I admit that some real farmers go to Embarcadero and there are also a hefty representative of other resellers, crafts people and non-farmers there too. The major difference, it seams to me, is that the prices at the Embarcadero are higher then at Rainbow or Wholefoods -- it's one of the most expensive places to buy fruit in San Francisco.

Last August, most peaches were selling for $3 - $3.50 a pound at the Embarcadero, $3 - $2.50 at Rainbow, and $1 - $.75 at the REAL farmers market. Buyer beware. Seriously, TwinFarms was selling organic peaches at Embarcadero for $3/pound and the same TwinFarms fruit was going for $1.50/pound near Silver Avenue. I asked the TwinFarms vendor at Silver avenue about the price difference and he said it's because they charge over $1000 more for a booth at the Embarcadero. Someone has to pay that $1000 and it's the people who buy the peaches.

Traditionally, the location near Silver Avenue is were farmers went to sell produce to all the little grocery stores in San Francisco. Since most corner stores no longer sell fruit, the focus has changed over the years. However, more farmers are still in the habit of selling bulk at Alemany and some of them are intimidated by paying $1000 more to try boutique selling elsewhere.

The traditional farmer's market off Alemany Street is more like other markets I've been to in foreign countries. Trade is going on, bargaining even, and there is far less pretence. English is not the only language spoken in Alemany market and it feels more real to me.

I guess the real reason I dislike the Embarcadero -- I'll admit it. Embarcadero Farmers Market is unsettling to me because it's slightly Stepford and almost exclusively white. Perhaps there are a few dark hair white people but mostly blondish, very light looking white people. It seams to be more like a trendy mall then a real farmers market. I feel like an alien there sometimes, like an imposter who doesn't fit in.
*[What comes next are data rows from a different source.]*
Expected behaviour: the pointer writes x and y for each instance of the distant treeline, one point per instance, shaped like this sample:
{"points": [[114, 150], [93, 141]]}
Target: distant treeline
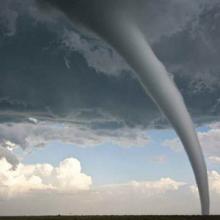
{"points": [[113, 217]]}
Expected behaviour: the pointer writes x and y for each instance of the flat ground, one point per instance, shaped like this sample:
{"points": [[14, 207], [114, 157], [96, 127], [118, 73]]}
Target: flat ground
{"points": [[112, 218]]}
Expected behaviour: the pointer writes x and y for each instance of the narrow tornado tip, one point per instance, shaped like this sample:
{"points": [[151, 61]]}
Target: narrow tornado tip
{"points": [[112, 21]]}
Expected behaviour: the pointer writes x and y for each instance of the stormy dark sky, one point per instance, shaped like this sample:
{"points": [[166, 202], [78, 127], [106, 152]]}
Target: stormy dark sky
{"points": [[76, 127], [48, 70]]}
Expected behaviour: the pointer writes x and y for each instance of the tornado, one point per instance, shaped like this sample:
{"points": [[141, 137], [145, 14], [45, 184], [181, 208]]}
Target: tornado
{"points": [[115, 22]]}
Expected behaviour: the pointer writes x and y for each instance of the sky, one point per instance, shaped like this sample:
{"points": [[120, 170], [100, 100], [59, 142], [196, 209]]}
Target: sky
{"points": [[78, 135]]}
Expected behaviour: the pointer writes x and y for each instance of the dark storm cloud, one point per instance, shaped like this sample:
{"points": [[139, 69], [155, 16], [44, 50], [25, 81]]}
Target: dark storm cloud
{"points": [[53, 73]]}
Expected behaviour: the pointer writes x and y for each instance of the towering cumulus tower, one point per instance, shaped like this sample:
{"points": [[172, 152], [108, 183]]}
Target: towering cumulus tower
{"points": [[116, 23]]}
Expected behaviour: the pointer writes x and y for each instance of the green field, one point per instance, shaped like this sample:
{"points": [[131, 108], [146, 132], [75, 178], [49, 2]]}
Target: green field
{"points": [[112, 217]]}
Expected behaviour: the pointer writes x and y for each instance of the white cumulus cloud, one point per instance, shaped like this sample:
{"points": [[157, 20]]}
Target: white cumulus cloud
{"points": [[66, 177]]}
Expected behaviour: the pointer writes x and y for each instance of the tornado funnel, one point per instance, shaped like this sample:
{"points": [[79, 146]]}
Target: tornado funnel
{"points": [[114, 21]]}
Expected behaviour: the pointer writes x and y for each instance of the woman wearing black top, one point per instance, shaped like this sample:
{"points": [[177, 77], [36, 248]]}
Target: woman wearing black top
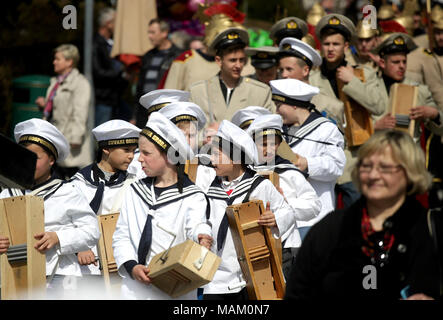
{"points": [[380, 247]]}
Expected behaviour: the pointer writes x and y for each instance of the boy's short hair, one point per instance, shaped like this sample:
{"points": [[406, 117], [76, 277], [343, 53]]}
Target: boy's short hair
{"points": [[326, 32], [225, 51], [164, 26]]}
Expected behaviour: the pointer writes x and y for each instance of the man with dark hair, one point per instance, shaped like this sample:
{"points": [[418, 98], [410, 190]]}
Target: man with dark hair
{"points": [[227, 92], [154, 64], [336, 32], [393, 63]]}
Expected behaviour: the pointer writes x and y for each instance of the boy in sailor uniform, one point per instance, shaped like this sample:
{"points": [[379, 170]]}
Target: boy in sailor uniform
{"points": [[165, 202], [152, 102], [104, 182], [267, 132], [233, 149], [315, 139], [190, 118], [70, 223]]}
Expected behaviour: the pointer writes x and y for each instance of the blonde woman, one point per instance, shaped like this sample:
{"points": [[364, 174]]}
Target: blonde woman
{"points": [[379, 247], [66, 106]]}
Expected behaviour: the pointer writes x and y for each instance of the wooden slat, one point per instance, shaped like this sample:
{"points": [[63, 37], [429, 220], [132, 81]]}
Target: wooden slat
{"points": [[20, 219], [358, 120], [256, 250]]}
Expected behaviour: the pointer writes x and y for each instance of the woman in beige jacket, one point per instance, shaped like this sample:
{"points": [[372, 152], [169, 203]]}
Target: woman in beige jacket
{"points": [[66, 106]]}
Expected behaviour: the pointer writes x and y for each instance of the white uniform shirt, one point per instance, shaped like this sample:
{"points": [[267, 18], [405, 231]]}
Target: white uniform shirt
{"points": [[111, 202], [325, 161], [183, 214], [299, 194], [229, 277], [68, 214]]}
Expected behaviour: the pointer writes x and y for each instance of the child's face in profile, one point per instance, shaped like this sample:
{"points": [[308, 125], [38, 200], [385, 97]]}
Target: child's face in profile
{"points": [[120, 157], [152, 160], [267, 148], [43, 165], [223, 165]]}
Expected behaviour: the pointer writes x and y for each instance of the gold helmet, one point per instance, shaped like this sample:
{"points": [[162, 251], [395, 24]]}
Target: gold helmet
{"points": [[437, 17], [385, 12], [309, 39], [407, 22], [315, 14], [365, 32], [217, 24], [217, 18]]}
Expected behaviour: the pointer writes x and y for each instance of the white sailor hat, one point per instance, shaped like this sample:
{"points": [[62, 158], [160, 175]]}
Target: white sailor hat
{"points": [[116, 133], [239, 139], [229, 37], [288, 27], [267, 124], [299, 49], [157, 99], [244, 117], [46, 135], [293, 92], [182, 111], [167, 136]]}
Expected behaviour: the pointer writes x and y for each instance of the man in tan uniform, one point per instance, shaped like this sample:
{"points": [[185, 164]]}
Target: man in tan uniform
{"points": [[227, 92], [426, 66], [296, 60], [367, 40], [393, 60], [335, 33], [195, 65]]}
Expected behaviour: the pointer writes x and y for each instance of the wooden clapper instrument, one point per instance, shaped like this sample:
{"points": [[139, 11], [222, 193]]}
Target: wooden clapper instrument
{"points": [[23, 268], [359, 126], [256, 251], [403, 98]]}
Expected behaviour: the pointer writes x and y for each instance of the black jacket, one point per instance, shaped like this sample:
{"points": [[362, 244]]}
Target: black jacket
{"points": [[330, 262], [108, 82]]}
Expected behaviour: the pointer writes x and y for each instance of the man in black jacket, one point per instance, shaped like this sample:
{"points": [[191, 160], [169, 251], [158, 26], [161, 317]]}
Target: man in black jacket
{"points": [[154, 65], [110, 78]]}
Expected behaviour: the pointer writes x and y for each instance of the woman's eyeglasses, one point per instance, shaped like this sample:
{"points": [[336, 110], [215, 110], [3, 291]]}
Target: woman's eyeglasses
{"points": [[382, 169]]}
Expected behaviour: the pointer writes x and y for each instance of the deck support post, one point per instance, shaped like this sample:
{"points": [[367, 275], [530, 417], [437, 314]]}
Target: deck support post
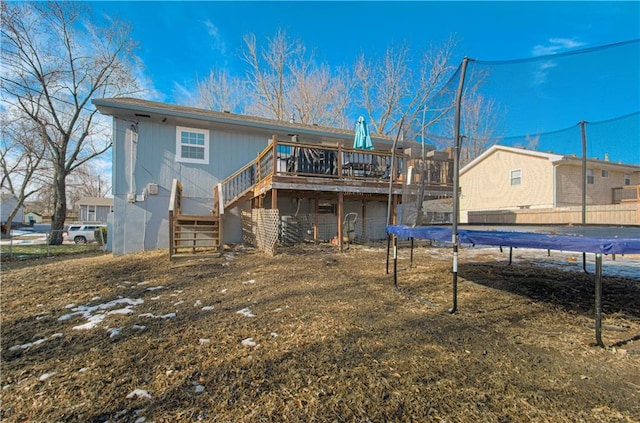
{"points": [[598, 295], [340, 218], [395, 262]]}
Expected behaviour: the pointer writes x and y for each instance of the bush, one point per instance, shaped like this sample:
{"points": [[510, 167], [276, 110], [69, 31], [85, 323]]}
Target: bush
{"points": [[100, 234]]}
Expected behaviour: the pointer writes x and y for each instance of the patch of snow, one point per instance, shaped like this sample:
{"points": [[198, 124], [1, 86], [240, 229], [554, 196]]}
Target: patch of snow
{"points": [[249, 342], [246, 312], [46, 376], [92, 323], [198, 388], [125, 310], [138, 393], [153, 316], [113, 332]]}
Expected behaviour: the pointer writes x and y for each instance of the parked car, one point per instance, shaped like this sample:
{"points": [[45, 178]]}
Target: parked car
{"points": [[81, 233]]}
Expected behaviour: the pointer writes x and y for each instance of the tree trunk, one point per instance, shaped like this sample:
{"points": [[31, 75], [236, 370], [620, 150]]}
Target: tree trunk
{"points": [[60, 208]]}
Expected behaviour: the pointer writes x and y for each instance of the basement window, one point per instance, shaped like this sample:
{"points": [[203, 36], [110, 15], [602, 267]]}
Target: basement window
{"points": [[327, 208], [192, 145]]}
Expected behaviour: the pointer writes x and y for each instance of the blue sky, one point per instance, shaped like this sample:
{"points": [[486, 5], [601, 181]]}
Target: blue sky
{"points": [[179, 40]]}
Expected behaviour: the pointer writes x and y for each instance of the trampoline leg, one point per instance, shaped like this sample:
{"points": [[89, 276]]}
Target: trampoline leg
{"points": [[395, 262], [454, 305], [598, 280], [584, 263], [388, 249], [411, 256]]}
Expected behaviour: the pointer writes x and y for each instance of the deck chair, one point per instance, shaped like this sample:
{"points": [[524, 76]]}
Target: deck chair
{"points": [[349, 228]]}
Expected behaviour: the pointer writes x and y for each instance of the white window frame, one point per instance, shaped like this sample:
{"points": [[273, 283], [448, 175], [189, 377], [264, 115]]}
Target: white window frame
{"points": [[513, 177], [205, 147]]}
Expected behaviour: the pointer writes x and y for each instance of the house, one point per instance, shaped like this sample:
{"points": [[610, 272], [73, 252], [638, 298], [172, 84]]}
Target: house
{"points": [[92, 209], [515, 185], [183, 177], [8, 203]]}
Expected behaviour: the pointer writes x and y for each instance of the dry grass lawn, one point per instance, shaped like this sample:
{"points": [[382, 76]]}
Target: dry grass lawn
{"points": [[312, 334]]}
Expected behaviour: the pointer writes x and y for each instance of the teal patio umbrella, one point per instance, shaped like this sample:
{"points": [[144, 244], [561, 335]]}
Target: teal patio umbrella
{"points": [[362, 139]]}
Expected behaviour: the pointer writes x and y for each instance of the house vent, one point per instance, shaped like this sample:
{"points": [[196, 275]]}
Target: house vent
{"points": [[152, 189]]}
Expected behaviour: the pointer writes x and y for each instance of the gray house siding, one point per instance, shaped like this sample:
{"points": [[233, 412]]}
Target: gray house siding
{"points": [[150, 159]]}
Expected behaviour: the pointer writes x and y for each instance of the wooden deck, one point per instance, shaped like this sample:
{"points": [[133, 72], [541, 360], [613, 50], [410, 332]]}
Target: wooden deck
{"points": [[308, 170]]}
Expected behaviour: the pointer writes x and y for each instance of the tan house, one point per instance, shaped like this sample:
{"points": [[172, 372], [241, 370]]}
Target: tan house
{"points": [[515, 185]]}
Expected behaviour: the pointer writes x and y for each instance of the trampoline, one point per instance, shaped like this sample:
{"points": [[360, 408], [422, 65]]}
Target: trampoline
{"points": [[618, 241]]}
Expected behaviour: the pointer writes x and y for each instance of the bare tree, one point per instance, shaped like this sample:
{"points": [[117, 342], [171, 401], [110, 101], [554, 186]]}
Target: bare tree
{"points": [[284, 83], [389, 89], [55, 61], [220, 91], [85, 182], [20, 159], [481, 119]]}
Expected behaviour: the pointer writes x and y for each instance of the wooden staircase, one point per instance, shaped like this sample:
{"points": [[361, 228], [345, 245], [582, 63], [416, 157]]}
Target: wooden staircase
{"points": [[191, 235]]}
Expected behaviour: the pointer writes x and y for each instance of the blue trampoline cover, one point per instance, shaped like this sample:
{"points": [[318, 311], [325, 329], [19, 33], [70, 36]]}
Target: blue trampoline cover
{"points": [[561, 242]]}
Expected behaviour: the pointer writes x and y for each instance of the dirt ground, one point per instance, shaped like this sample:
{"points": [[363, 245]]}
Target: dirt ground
{"points": [[313, 334]]}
It doesn't feel very real to me.

Three things you get at the traditional farmers market that can't get at the Embarcadero (Besides cheap fruit):

  1. Raw sugarcane
  2. Live chickens
  3. Hari Krishnas
Three things you get at the Embarcadero Farmer Market that you won't get in Alemany.
  1. A massage
  2. Eggs Florentine and a mimosa
  3. Snubbed by a tennis partner before afternoon doubles
I guess they both serve their purposes and have their ups and downs. My preference: I could jog, walk or ride a bike to the Embarcadero Farmers Market and I choose to rent an electric car to go to the real one.